I suppose that a lot of us who are drawn to a job in the VFX/CGi world have a tendency to want to alter reality; to create something more beautiful, or interesting or just different than what we see or how we see it. Great art can come out of some very dull or very dark places. I’m not suggesting that everything done in the name of VFX/CGi is Art – but at it’s best the fusion of creativity and technology can produce some breathtaking images that can alter our current perspective or transport us to another time or place.

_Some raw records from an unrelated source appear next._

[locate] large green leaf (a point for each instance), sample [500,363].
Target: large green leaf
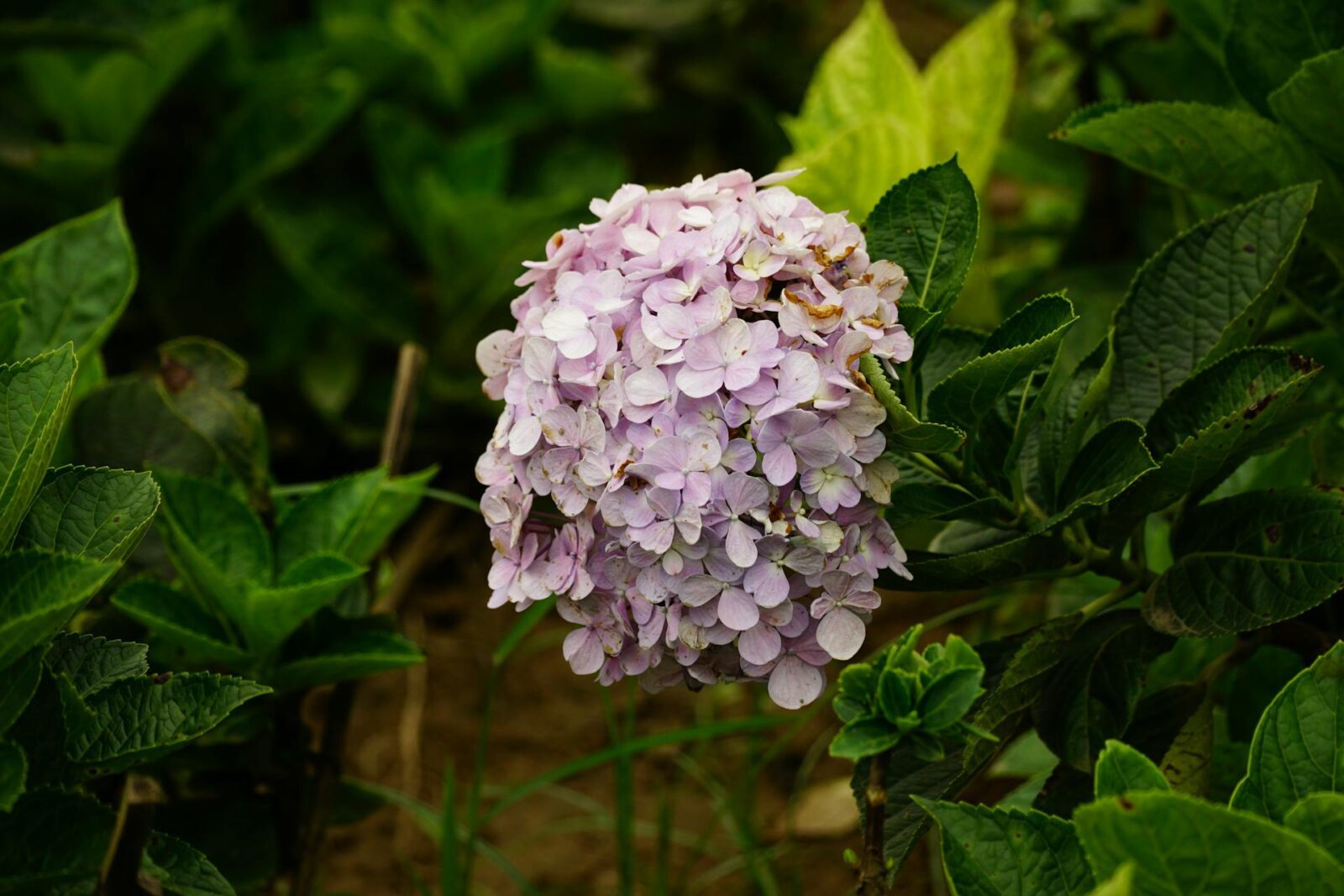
[968,89]
[39,593]
[37,394]
[96,513]
[74,278]
[356,654]
[991,851]
[1320,819]
[93,664]
[13,772]
[1184,846]
[1092,698]
[218,543]
[1014,351]
[1267,42]
[144,718]
[904,429]
[1234,407]
[927,223]
[864,76]
[311,584]
[1121,768]
[1299,745]
[1250,560]
[1312,103]
[1223,154]
[18,684]
[179,620]
[1202,295]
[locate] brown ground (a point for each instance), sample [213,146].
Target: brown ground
[407,726]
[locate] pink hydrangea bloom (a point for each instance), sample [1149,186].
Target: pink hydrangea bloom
[687,456]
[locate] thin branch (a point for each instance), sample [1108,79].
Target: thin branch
[873,864]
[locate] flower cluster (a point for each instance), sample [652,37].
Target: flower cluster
[689,457]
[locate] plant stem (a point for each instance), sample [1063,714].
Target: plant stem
[873,868]
[312,833]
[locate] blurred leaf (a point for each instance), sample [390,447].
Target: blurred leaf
[276,129]
[1312,103]
[1092,698]
[13,770]
[968,89]
[1121,770]
[1267,43]
[1250,560]
[38,594]
[179,620]
[1209,425]
[1234,853]
[74,278]
[1019,345]
[1211,289]
[37,394]
[1320,819]
[1008,851]
[1223,154]
[96,513]
[1297,746]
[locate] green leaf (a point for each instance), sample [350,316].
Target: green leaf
[354,656]
[309,584]
[1093,694]
[94,664]
[201,382]
[1267,43]
[1312,103]
[18,685]
[329,519]
[96,513]
[904,429]
[1236,406]
[1015,558]
[1007,851]
[74,278]
[864,76]
[181,869]
[968,89]
[1028,338]
[217,542]
[1233,852]
[1222,154]
[275,129]
[866,736]
[1320,819]
[179,620]
[37,396]
[38,594]
[1206,291]
[1121,768]
[1250,560]
[1297,746]
[51,840]
[927,223]
[13,772]
[141,719]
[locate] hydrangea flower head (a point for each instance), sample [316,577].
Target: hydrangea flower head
[689,457]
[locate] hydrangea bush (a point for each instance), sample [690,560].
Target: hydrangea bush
[689,454]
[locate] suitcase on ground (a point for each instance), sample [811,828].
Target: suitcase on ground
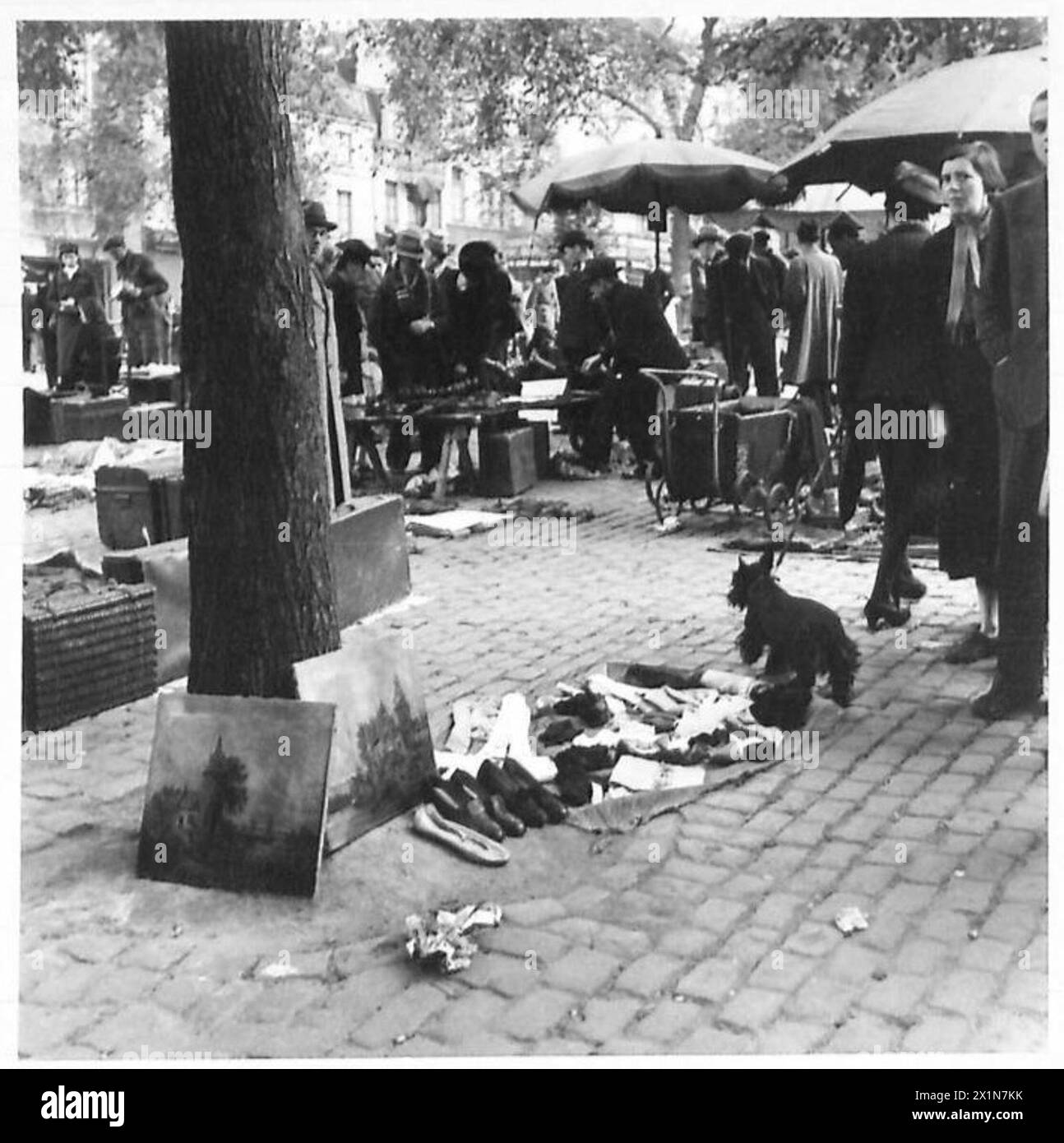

When our own world seems challenging at best and frightening at worst, I take pride that I work for a company that creates entertainment to offer a short respite from reality for people. Our London office has just finished up Where the Wild Things Are, the latest film from Spike Jonze based on the classic children’s book by Maurice Sendak. Our main contribution was to add character, performance and life to the faces of Wild Things and help to realise an extraordinary project. As ever with the CG work that we do on films, if the characters don’t work then the film doesn’t work. It’s ironic that it is the realism of characters that are not based in reality (Wild Things, talking polar bears in Golden Compass, Hippogriff in Harry Potter) that makes the movie ‘believable’ and help us to escape from the mundane or the stressful.

Wild Things is the ultimate story about an altered reality, instead of serving out his time out in silence, Max grows a wild and fertile forest in his imagination and journeys to the land of the Wild Things. The ultimate animation tools that are helping to stretch the limits of the imagination and push back the boundaries of reality will be used to tell this ultimate story of escapism. We all have things to forget, even if it’s just the fact that we were once so naughty that we had to go to bed without any supper.

* I know that Television had a massive impact on cinema going. From the time of TV’s introduction in the ‘50s ticket sales declined from 3 billion to 1 billion in 1970. For an interesting take on that relationship you should read this blog by Charles Day.